Microbial Genomics and Bioinformatics Research G, Max Planck Institute for Marine Microbiology, Bremen, Germany.
Jacobs University Bremen, Bremen, Germany.
Elife. 2022 Mar 31;11:e67667. doi: 10.7554/eLife.67667.
Genes of unknown function are among the biggest challenges in molecular biology, especially in microbial systems, where 40-60% of the predicted genes are unknown. Despite previous attempts, systematic approaches to include the unknown fraction into analytical workflows are still lacking. Here, we present a conceptual framework, its translation into the computational workflow AGNOSTOS and a demonstration on how we can bridge the known-unknown gap in genomes and metagenomes. By analyzing 415,971,742 genes predicted from 1749 metagenomes and 28,941 bacterial and archaeal genomes, we quantify the extent of the unknown fraction, its diversity, and its relevance across multiple organisms and environments. The unknown sequence space is exceptionally diverse, phylogenetically more conserved than the known fraction and predominantly taxonomically restricted at the species level. From the 71 M genes identified to be of unknown function, we compiled a collection of 283,874 lineage-specific genes of unknown function for . Patescibacteria (also known as Candidate Phyla Radiation, CPR), which provides a significant resource to expand our understanding of their unusual biology. Finally, by identifying a target gene of unknown function for antibiotic resistance, we demonstrate how we can enable the generation of hypotheses that can be used to augment experimental data.

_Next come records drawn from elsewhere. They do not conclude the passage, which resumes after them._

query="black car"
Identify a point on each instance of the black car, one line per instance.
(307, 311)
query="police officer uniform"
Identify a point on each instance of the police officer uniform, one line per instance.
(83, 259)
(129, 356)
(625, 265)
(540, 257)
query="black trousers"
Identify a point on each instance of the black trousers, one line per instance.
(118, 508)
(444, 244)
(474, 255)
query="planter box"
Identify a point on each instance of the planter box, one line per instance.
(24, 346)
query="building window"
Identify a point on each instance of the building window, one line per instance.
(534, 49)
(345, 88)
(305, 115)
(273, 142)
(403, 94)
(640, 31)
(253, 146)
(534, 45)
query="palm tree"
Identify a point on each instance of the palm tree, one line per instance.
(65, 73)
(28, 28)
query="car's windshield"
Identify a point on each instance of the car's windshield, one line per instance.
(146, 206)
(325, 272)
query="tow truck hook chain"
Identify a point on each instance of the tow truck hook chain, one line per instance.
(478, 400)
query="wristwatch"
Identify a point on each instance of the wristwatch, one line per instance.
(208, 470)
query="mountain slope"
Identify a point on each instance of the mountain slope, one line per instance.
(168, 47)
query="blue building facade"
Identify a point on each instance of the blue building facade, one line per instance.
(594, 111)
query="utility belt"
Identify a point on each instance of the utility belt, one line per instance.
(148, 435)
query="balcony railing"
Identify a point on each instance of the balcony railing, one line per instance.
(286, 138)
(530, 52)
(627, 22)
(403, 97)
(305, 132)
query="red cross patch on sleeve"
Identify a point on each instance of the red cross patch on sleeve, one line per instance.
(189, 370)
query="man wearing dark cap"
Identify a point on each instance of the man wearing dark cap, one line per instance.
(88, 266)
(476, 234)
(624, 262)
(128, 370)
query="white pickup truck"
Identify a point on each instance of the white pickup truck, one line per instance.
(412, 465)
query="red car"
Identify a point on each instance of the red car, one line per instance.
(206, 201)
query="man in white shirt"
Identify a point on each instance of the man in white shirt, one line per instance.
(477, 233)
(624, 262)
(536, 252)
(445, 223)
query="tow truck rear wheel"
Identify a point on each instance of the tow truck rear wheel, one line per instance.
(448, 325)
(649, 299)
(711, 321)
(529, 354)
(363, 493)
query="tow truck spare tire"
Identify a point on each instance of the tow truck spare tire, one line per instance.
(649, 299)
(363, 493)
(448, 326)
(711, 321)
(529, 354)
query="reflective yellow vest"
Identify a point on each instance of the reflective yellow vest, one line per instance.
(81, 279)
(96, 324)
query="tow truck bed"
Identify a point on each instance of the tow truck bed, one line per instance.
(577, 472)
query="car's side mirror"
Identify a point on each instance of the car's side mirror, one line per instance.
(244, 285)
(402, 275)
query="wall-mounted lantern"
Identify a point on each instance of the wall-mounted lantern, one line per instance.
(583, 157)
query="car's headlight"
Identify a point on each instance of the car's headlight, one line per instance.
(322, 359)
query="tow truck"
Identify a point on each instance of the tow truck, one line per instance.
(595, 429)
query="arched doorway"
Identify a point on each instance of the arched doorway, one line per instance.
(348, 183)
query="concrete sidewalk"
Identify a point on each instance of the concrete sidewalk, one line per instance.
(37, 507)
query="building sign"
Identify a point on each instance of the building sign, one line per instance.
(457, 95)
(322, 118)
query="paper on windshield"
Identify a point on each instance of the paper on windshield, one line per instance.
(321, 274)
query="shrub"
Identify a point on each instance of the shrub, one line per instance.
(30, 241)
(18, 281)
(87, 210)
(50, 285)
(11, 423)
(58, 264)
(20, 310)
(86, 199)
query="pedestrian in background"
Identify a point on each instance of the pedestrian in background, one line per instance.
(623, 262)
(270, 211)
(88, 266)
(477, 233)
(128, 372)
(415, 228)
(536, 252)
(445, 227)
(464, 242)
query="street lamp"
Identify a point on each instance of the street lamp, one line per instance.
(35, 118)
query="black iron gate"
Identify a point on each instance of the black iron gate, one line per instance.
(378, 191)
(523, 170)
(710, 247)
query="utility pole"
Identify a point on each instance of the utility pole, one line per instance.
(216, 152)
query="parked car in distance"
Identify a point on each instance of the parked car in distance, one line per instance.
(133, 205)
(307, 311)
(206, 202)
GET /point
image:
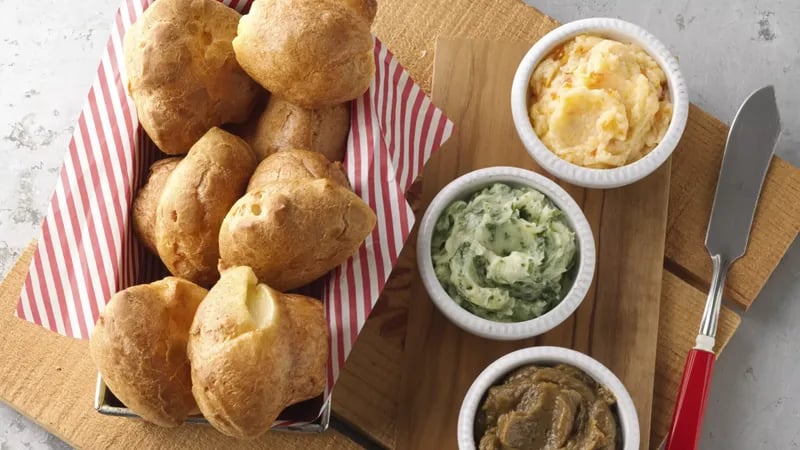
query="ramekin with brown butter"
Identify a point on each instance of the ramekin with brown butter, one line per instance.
(505, 253)
(542, 398)
(599, 102)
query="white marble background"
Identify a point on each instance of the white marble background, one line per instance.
(49, 50)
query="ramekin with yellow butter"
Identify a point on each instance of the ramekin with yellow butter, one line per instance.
(599, 103)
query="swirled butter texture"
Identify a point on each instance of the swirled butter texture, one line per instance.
(599, 103)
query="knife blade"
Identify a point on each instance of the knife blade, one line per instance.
(748, 152)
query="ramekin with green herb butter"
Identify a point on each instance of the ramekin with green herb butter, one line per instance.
(505, 253)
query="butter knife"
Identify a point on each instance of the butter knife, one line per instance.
(748, 152)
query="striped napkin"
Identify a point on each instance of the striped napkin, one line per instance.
(87, 251)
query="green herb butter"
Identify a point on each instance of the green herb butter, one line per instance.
(505, 253)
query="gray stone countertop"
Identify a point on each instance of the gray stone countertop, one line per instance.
(49, 50)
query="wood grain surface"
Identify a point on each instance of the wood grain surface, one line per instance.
(618, 321)
(51, 379)
(410, 28)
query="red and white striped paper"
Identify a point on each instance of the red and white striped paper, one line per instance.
(87, 251)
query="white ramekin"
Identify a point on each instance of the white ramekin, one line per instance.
(461, 188)
(492, 375)
(583, 176)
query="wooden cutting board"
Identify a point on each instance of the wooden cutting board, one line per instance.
(618, 321)
(49, 378)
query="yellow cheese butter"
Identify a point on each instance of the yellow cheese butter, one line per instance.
(599, 103)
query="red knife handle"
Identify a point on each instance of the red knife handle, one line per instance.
(687, 419)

未知功能的基因是分子生物学,尤其是微生物系统中最大的挑战之一,在微生物系统中,预测的基因中有 40-60%是未知的。尽管之前已经做过尝试,但仍缺乏将未知部分纳入分析工作流程的系统方法。在这里,我们提出了一个概念框架,将其转化为计算工作流程 AGNOSTOS,并展示了如何在基因组和宏基因组中弥合已知和未知的差距。通过分析从 1749 个宏基因组和 28941 个细菌和古菌基因组中预测的 415971742 个基因,我们量化了未知部分的程度、其多样性以及在多个生物体和环境中的相关性。未知序列空间非常多样化,在系统发育上比已知部分更保守,并且主要在物种水平上具有分类限制。在确定的 7100 万个未知功能的基因中,我们为 Patescibacteria(也称为候选门辐射,CPR)汇编了一个包含 283874 个未知功能的谱系特异性基因的集合,这为扩展我们对其不寻常生物学的理解提供了重要资源。最后,通过确定一个未知功能的抗生素抗性靶基因,我们展示了如何能够生成可以用来补充实验数据的假设。